No Estado, se discutia uma possível aliança entre Ciro, perto de fechar sua migração ao PSDB; o PL, sob a liderança do deputado federal André Fernandes; e o União Brasil, com o ex-deputado federal Capitão Wagner e o ex-prefeito de Fortaleza, Roberto Cláudio, como líderes.
Na última semana, no entanto, no dia em que a Polícia Federal (PF) realizou uma operação na residência de Jair Bolsonaro (PL) e o ex-presidente teve que colocar uma tornozeleira eletrônica, André Fernandes confirmou ao Opinião CE que o PL teria uma candidatura própria, e não apoiaria nem Ciro, nem RC. Apesar da fala, deputados da oposição ainda veem possibilidade de diálogo. Em entrevista à Rádio A Voz FM, Aldigueri opinou que os parlamentares oposicionistas estariam forçando o ex-ministro a se candidatar ao Abolição.

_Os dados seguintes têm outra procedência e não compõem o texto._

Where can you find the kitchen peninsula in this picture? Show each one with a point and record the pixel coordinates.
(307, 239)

“Os deputados querem forçar a candidatura de Ciro Gomes. O André entende que, se lançar o Ciro, está ressuscitando um passado contra ele mesmo”, disse.
Ainda de acordo com o chefe do Legislativo estadual, Ciro deve estar postulando uma candidatura à Presidência. Na última semana, ele divulgou um vídeo em que critica Bolsonaro e o presidente Lula (PT). “Pelo que eu entendi do vídeo, ele acredita numa candidatura a presidente pelo PSDB. Acho que ele acredita numa terceira via”, afirmou.